RJA's path was forged in the 1970s by its founder, Steve Ross, whose discoveries formed the basis for the last several decades of academic research and remain widely used by practitioners today. A vast body of literature was inspired by Steve’s 1976 paper on the Arbitrage Pricing Theory, which was the most influential alternative to the canonical Capital Asset Pricing Model, and remains the bedrock for the nearly $1 trillion invested in factor-based strategies today. As the co-developer of the binomial option pricing model, risk-neutral pricing theory, and the Cox-Ingersoll-Ross term structure model (among others), Steve's contributions to the field form the foundation of RJA's work and impact all derivative managers worldwide.

Most recently, Steve's 2015 Recovery Theorem provided the field with a model to solve one of its oldest problems, namely determining the future real-world probability distribution of an asset’s returns. Over the last several decades, co-founders Rick Antle and Andrew Jeffrey complemented Steve's work, publishing widely in leading academic journals on topics ranging from accounting rules and performance evaluation to numerical execution of complex financial models, while consulting for Fortune 100 companies and teaching at the Yale School of Management.


As frequently consulted experts in complementary realms of derivative valuation and financial reporting, the co-founders' independent work led naturally to their first joint venture in 2003, Compensation Valuation Inc., which helps some of the world's biggest companies to value their employee stock option portfolios and solve many of the modeling and accounting challenges associated with managing long-dated, illiquid securities and complex compensation structures.

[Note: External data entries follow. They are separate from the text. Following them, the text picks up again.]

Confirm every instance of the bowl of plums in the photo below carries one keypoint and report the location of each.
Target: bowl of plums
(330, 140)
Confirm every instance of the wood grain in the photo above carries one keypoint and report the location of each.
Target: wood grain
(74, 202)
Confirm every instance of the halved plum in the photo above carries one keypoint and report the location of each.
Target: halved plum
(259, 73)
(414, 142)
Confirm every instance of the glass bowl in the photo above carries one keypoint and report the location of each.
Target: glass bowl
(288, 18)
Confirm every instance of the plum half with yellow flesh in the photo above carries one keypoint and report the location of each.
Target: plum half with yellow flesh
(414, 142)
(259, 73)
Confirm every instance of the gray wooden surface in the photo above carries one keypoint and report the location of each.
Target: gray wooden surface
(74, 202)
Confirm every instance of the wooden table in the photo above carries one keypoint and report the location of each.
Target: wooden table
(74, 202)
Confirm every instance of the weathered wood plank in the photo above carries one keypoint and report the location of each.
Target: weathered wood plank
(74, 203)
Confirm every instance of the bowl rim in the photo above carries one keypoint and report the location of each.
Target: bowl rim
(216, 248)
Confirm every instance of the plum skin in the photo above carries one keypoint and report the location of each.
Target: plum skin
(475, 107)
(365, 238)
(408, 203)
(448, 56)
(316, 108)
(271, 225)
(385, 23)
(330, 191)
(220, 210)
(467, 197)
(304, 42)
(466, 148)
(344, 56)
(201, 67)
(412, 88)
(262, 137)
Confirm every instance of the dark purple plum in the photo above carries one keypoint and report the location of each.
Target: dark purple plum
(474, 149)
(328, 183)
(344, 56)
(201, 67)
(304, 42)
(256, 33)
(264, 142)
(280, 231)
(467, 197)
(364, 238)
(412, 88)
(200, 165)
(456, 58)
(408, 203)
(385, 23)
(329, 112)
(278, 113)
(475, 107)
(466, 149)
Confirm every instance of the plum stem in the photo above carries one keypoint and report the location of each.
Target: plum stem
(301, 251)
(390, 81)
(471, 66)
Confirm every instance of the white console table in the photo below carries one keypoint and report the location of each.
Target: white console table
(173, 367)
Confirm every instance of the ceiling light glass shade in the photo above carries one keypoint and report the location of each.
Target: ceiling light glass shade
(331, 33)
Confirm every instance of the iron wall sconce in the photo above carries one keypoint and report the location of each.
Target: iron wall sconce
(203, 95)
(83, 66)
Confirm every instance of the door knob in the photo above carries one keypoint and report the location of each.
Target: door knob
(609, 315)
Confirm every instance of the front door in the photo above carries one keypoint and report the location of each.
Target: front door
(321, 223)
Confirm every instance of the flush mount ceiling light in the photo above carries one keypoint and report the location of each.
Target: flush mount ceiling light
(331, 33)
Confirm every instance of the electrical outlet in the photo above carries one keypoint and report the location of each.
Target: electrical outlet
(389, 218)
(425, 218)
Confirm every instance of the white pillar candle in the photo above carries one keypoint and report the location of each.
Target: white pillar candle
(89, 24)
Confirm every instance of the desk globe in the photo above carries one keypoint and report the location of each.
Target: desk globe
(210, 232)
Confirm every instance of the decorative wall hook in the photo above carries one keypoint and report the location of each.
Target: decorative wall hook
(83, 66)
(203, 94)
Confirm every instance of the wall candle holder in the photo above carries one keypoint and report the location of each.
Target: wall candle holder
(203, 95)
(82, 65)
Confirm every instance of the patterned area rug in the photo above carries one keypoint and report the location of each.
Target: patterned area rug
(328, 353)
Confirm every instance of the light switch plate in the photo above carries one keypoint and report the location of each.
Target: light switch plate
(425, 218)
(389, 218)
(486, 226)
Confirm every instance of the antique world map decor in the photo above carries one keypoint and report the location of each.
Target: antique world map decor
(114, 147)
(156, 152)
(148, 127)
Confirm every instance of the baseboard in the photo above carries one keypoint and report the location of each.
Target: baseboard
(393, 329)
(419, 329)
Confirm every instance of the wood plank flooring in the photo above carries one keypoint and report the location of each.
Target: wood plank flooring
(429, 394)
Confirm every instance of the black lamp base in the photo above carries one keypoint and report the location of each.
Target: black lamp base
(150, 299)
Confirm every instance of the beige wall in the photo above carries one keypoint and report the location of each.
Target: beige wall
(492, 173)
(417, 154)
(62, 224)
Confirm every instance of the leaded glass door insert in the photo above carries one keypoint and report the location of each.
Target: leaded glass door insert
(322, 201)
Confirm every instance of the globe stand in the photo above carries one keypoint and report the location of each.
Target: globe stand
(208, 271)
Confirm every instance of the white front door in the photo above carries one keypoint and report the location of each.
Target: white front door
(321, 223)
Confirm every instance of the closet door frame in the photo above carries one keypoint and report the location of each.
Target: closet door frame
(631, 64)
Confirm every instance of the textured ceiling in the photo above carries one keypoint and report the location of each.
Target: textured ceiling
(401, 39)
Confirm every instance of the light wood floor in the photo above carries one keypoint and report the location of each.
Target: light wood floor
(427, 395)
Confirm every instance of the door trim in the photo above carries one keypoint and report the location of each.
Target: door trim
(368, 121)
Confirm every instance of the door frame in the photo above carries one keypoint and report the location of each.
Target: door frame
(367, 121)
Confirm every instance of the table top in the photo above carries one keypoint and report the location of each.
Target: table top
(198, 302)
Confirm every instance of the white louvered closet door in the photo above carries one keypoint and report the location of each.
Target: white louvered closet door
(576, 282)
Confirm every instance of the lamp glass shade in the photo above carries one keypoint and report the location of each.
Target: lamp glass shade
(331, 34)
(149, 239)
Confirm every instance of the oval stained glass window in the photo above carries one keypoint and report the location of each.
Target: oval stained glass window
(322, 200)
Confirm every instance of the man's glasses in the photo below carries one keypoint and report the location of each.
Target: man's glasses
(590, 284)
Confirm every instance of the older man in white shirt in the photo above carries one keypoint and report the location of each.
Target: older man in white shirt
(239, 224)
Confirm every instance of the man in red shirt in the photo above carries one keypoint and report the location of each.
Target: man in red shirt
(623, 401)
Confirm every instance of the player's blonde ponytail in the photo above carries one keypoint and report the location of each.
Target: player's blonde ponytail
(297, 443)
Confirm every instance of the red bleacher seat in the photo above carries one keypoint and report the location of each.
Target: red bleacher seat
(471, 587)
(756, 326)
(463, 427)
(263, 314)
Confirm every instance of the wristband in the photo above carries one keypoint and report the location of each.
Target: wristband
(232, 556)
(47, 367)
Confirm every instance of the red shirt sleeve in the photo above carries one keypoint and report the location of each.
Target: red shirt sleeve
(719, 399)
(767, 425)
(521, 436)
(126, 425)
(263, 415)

One of the fundamental insights behind Steve's work is that a properly-designed option overlay can simultaneously improve a portfolio's long-run efficiency, reduce downside risk, and allow asset owners to maintain more market exposure than asset-allocation-based risk management approaches, all without touching the underlying assets or violating market efficiency assumptions. In 2009, RJA was established to bring the most academically rigorous and practically sound solutions to asset owners' biggest problems with the conviction that low-cost, bespoke, option-based strategies are often the best way to manage risk and achieve a desired risk/return profile. While RJA grew its assets under protection and proprietary volatility model, it named its next principal, Nick Leeper, who co-managed its first alpha strategy, played an integral role in developing its enhanced put writing fund, and added considerable expertise to its trading capabilities and execution.


As its team grew, repertoire of research and implemented strategies expanded, and both new and existing clients entrusted RJA with more of their assets, RJA's commitment to solving the industry's biggest problems with low-cost, customized, option-based strategies never changed.